Шрифт:
Интервал:
Закладка:
Но какой смысл для “неспециалиста” вникать в давние канонические споры, когда политические и житейские реалии, вызвавшие их, неузнаваемо изменились? Более того, за массивом дискуссий, кажется, и сам автор порой упускает предмет ученого разговора. Ведь в последнем важна не статья закона или буква устава, а суть дела, практика жизни, феноменология личного поведения. Может ли современный человек, всецело погруженный в социум, без остатка впряженный в тягло государственных и бытовых повинностей, руководствоваться в своей деятельности древними канонами? За спорами вокруг той или иной церковно-правоприменительной нормы теряется понимание значения обыденной человеческой порядочности, всегда включенной в христианское делание. Парадоксальным образом и чаще всего (книга Беляковой не исключение) вопрос о канонах с неизбежностью переводит разговор о христианской жизни в плоскость формально-юридическую. Конечно, подобная постановка неизбежна в отношении любых правил, однако необходимо помнить, что все в Церкви определено евангельским содержанием. Каноны — это не правила, а опыт святых. Как выношенные ими убеждения сопрягать с делами “грешников”? Без конкретного, детального разговора о различных — правых и неправых — практиках житейского поведения и житейских стратегий исследование на тему церковного права теряет жизненную почву.

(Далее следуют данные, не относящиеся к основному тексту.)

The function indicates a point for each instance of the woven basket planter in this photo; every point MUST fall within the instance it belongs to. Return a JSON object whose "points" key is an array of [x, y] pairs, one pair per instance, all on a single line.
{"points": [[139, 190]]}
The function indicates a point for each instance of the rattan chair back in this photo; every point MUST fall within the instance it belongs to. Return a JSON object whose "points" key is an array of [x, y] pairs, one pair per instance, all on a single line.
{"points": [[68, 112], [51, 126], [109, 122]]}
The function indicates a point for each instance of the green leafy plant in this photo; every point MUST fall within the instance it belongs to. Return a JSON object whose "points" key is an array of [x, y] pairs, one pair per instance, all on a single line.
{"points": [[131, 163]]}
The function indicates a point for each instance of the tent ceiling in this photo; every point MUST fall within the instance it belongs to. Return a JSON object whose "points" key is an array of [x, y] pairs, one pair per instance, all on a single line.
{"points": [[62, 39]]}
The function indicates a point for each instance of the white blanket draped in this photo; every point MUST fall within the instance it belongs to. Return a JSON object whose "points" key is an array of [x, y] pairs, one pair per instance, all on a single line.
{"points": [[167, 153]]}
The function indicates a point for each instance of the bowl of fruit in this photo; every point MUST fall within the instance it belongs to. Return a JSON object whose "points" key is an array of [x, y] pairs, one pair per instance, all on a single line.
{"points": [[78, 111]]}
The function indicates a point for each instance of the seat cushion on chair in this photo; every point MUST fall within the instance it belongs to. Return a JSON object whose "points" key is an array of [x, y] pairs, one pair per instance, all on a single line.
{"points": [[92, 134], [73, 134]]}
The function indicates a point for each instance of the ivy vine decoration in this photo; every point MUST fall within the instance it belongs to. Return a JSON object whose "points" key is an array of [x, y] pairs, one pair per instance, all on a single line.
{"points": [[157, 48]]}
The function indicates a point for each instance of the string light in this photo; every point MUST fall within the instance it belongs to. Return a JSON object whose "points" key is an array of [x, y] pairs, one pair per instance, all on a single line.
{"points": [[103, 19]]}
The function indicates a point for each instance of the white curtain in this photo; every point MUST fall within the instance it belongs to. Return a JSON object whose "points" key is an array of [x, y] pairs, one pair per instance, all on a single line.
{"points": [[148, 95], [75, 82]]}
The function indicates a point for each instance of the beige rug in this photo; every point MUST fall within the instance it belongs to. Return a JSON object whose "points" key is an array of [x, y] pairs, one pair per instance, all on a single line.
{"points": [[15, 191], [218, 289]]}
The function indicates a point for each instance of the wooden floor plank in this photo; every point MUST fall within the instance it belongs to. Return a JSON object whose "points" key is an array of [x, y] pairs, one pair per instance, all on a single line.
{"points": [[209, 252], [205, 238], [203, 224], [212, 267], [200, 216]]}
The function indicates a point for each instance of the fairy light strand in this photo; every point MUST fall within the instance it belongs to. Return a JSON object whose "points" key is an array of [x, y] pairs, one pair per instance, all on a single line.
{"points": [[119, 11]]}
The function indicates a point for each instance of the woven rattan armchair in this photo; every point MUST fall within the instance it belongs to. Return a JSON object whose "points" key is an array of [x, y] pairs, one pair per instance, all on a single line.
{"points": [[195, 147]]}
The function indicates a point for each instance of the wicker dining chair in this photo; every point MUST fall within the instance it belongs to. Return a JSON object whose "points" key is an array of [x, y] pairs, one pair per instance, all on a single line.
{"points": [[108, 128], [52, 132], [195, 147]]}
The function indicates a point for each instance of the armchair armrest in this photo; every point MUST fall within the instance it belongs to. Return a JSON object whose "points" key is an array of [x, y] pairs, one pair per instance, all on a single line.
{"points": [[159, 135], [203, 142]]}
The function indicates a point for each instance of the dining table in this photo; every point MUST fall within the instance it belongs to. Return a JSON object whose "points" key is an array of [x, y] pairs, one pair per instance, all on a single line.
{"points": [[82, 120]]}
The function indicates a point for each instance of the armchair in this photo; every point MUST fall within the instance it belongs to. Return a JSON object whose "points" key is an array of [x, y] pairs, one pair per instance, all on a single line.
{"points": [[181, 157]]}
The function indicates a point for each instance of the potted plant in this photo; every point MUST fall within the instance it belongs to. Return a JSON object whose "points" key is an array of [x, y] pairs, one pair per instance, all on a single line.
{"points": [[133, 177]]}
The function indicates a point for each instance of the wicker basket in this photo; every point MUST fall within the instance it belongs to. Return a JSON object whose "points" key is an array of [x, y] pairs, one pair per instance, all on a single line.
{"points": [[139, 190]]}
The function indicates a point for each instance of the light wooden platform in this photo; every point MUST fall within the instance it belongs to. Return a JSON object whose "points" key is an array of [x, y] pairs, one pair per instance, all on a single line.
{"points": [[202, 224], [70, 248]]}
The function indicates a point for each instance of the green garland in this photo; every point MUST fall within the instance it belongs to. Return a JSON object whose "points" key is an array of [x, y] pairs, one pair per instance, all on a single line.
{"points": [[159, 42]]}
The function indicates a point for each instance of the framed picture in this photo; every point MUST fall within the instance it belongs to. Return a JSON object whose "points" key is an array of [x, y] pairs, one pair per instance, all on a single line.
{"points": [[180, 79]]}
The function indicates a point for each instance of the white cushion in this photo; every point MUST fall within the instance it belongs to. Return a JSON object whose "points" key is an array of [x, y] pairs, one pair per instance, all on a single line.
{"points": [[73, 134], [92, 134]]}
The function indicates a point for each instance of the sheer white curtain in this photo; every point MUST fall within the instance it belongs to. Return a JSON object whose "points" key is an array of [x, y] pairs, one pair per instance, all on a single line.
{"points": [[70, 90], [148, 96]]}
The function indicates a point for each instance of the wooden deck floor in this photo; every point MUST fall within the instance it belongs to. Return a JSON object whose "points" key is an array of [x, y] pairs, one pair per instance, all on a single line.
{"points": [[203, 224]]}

Чуть ли не случайно на страницы исследования пробиваются конкретные примеры негативного поведения, подлежавшего разбору церковного суда. “Чтение изданий безнравственного содержания”, “привнесение священником личных и корыстных целей в сферу своих отношений к пастве”, немиролюбивое отношение духовенства к некоторым прихожанам, “случаи житейских недоразумений между клиром и мирянами”, “открытый безнравственный образ жизни”. Когда читатель видит эти “язвы” жизни, то к рассмотрению исследуемых проблем подключается его личный опыт. Только личное неравнодушное переживание реальности, подлежащей рассмотрению с точки зрения канонов, может вывести проблему церковно-судебного устройства из тупика.

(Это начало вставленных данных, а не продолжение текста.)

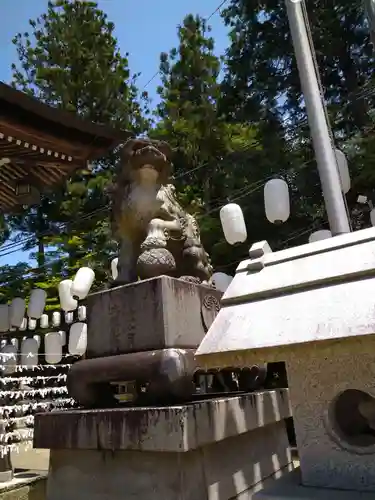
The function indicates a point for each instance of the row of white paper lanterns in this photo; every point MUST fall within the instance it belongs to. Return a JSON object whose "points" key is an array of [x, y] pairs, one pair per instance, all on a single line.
{"points": [[9, 317], [277, 206], [53, 344]]}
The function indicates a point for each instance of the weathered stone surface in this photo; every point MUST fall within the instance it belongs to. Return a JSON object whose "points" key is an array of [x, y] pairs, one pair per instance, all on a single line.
{"points": [[25, 486], [312, 307], [148, 315], [311, 293], [289, 487], [333, 453], [165, 429], [231, 468]]}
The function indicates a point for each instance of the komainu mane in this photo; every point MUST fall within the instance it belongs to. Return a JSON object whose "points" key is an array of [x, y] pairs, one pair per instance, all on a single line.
{"points": [[155, 234]]}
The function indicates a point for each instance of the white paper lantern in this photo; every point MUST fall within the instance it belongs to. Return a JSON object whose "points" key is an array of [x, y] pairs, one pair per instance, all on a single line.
{"points": [[63, 337], [372, 217], [56, 318], [343, 171], [53, 348], [44, 321], [276, 201], [17, 311], [29, 352], [82, 283], [233, 223], [32, 324], [69, 318], [23, 326], [323, 234], [37, 303], [221, 281], [82, 313], [114, 268], [9, 358], [4, 318], [78, 339], [66, 299]]}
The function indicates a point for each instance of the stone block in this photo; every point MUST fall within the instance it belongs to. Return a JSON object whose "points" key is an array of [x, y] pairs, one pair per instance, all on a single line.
{"points": [[152, 314], [289, 487], [226, 470], [210, 450], [335, 439], [179, 428], [312, 306]]}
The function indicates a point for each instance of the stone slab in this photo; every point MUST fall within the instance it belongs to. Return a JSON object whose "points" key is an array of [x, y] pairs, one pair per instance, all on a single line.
{"points": [[225, 470], [151, 314], [312, 294], [177, 428], [289, 487]]}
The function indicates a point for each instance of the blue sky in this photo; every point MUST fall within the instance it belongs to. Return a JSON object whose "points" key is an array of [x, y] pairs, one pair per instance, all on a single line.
{"points": [[144, 28]]}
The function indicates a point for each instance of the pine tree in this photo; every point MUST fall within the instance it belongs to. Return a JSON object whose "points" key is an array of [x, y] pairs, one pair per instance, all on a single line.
{"points": [[71, 60], [188, 117]]}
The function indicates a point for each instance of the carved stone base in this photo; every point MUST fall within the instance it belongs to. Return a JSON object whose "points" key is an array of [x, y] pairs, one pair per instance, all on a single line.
{"points": [[209, 450], [157, 376], [154, 314]]}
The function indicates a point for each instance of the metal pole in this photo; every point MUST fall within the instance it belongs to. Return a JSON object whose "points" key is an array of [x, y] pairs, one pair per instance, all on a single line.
{"points": [[370, 14], [323, 147]]}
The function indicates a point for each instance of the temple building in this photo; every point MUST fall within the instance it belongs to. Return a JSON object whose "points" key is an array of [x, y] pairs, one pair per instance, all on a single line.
{"points": [[40, 146]]}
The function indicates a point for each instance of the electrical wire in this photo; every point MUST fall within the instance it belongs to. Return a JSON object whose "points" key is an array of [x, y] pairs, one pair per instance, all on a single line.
{"points": [[207, 19]]}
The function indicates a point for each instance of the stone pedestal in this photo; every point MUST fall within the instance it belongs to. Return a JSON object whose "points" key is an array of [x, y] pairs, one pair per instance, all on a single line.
{"points": [[144, 334], [149, 315], [209, 450], [312, 307]]}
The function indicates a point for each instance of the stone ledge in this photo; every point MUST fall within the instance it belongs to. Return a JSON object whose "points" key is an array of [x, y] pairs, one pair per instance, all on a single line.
{"points": [[177, 428], [25, 485], [289, 487]]}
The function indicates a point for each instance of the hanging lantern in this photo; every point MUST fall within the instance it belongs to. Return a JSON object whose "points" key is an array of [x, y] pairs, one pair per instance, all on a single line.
{"points": [[56, 318], [15, 342], [32, 324], [9, 358], [82, 283], [63, 337], [66, 300], [82, 313], [78, 339], [221, 281], [53, 348], [69, 318], [29, 352], [44, 321], [323, 234], [342, 163], [233, 223], [37, 303], [276, 201], [372, 217], [4, 317], [370, 15], [114, 268], [23, 326], [17, 312]]}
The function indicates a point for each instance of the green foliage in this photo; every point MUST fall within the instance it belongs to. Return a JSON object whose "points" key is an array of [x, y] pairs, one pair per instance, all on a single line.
{"points": [[71, 60], [234, 121]]}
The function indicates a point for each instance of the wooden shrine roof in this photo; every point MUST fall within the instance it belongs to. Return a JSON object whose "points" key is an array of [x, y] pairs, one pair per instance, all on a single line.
{"points": [[41, 145]]}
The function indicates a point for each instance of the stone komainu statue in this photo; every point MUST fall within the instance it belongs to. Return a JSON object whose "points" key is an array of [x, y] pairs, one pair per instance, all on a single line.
{"points": [[155, 234]]}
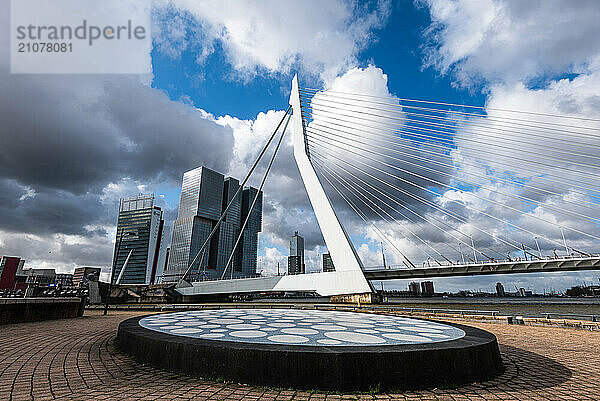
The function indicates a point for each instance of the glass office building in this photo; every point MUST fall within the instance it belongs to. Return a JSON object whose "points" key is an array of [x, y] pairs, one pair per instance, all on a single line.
{"points": [[204, 196], [141, 232], [246, 262], [296, 258]]}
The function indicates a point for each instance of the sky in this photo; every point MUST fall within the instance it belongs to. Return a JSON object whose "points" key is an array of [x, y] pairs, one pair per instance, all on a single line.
{"points": [[72, 145]]}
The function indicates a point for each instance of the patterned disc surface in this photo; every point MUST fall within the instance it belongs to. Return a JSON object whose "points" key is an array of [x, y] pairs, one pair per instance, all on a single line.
{"points": [[301, 327]]}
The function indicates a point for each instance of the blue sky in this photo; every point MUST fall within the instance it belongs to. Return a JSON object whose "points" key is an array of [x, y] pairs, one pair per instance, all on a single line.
{"points": [[396, 49]]}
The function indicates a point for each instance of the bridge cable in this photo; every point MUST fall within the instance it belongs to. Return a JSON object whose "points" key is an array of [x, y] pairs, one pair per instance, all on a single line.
{"points": [[251, 209], [218, 223]]}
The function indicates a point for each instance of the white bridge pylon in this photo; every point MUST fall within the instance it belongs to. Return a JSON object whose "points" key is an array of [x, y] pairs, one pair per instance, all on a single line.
{"points": [[348, 277]]}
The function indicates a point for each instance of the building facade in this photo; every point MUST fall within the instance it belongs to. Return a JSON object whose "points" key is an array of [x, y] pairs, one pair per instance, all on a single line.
{"points": [[81, 274], [328, 263], [427, 288], [296, 258], [9, 267], [140, 230], [205, 195]]}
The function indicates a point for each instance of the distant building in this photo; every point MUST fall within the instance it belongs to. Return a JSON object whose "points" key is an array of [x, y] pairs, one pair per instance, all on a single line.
{"points": [[500, 290], [427, 288], [81, 274], [414, 288], [524, 293], [141, 231], [9, 268], [40, 277], [249, 242], [63, 279], [328, 263], [296, 259], [204, 196]]}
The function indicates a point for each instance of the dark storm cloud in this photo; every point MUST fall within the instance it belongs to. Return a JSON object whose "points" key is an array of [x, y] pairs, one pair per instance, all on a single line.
{"points": [[65, 138]]}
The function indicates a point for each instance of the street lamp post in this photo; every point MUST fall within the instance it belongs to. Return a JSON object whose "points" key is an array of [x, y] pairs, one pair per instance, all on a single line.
{"points": [[112, 270]]}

Последняя глава книги посвящена тревожным раздумьям Е. В. Беляковой о последствиях церковного застоя. Реформы не состоялись ни в прошлом, ни в настоящем. Потому в условиях растущей в стране криминализации “Церковь, во многом оставаясь внеправовым пространством, порой привлекает и самые темные силы современного общества… Ничто так не отталкивает людей от Церкви, как преступления тех, кто пришел в нее не ради служения Богу, а в поисках бесконтрольной наживы. И иерархия вряд ли сумеет справиться с этой проблемой без участия всего церковного организма”.

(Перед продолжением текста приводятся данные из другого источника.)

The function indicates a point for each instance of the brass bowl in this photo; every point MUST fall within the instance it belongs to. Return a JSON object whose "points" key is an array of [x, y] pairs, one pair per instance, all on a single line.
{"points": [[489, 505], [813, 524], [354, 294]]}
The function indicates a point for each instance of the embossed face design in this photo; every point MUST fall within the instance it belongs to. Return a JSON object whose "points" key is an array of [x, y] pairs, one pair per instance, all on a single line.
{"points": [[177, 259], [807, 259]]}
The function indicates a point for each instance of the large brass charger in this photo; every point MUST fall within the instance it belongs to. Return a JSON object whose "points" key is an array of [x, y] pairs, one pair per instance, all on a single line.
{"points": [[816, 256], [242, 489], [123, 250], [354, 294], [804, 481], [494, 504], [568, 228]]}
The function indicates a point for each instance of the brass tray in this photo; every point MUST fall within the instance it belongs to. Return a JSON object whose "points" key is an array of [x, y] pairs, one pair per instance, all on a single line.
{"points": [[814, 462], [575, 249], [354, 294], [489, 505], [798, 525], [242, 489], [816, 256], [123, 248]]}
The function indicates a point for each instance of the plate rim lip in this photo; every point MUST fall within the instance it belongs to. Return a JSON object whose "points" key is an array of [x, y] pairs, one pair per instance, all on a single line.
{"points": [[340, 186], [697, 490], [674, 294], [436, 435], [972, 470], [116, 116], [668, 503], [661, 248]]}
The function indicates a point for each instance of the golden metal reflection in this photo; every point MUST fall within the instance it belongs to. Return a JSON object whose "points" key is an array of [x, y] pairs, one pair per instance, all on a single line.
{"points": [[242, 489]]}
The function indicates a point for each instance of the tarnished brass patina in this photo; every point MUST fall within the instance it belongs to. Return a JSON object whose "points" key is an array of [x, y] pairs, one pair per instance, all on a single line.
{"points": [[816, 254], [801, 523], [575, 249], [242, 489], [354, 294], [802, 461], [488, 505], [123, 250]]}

Автор вскользь касается нового, современного, этапа церковно-государственного содружества, но даже такое аккуратное упоминание невольно вызывает ассоциации с жестким, чиновничьим характером подобного союза в императорской России. Неужели новое вино будет влито в мехи старые? Проблема канонического обновления всего церковного строя должна быть тесно связана с практикой “святого удела”, Церкви мучеников, которая на протяжении двух тысячелетий, среди разрухи эмпирической реальности, среди гонений и невзгод, осуществляет идеалы христианства.
В связи с этим уместно вспомнить оставшуюся за рамками внимания Беляковой “статью” Ивана Карамазова из романа Достоевского, посвященную проблемам церковно-общественного суда в России. Иван Карамазов фактически спорит с известным церковным правоведом М. И. Горчаковым, часто цитируемым в рецензируемой книге. Ученый-канонист считал, что устройство формального церковно-общественного суда как отдельной институции даст Церкви возможность быть независимой от государства и поможет православным следовать внутрицерковным законам. Выстроив формальную церковно-судебную систему, иерархия добьется автономии Церкви, которая займет в государстве почетный и прочный “угол”, защищенный от произвола мирских властей. Иван спорит не с этой правовой концепцией1, а с сугубо юридическим пониманием Церкви и ее сущности. Христианский идеал — идеал общественный. Но тогда решения духовного суда не могут являться дисциплинарными, административными или карательными. Они должны быть духовным суждением, исходящим из внутреннего опыта и обращенным к свободному выбору человека. За этими мыслями Ивана Федоровича угадываются гениальные прозрения самого Федора Михайловича о природе Вселенского христианства, с каковой и должны бы соотноситься любые рассуждения о церковно-канонических проблемах.
Павел ПРОЦЕНКО.
1 А. М. Буланов, исследовавший данный сюжет романа “Братьев Карамазовых”, замечает по поводу церковно-правовых конструкций М. И. Горчакова: “Надо признать, что положения [эти] были бесспорны, если брать Церковь и государство, их отношения в застывшем виде” (см.: Достоевский. Материалы и исследования. Т. 9. Л., 1991, стр. 139).
На границе абсурда
Всеволод Емелин. Стихотворения. М., “Ультра.Культура”, 2003, 256 стр.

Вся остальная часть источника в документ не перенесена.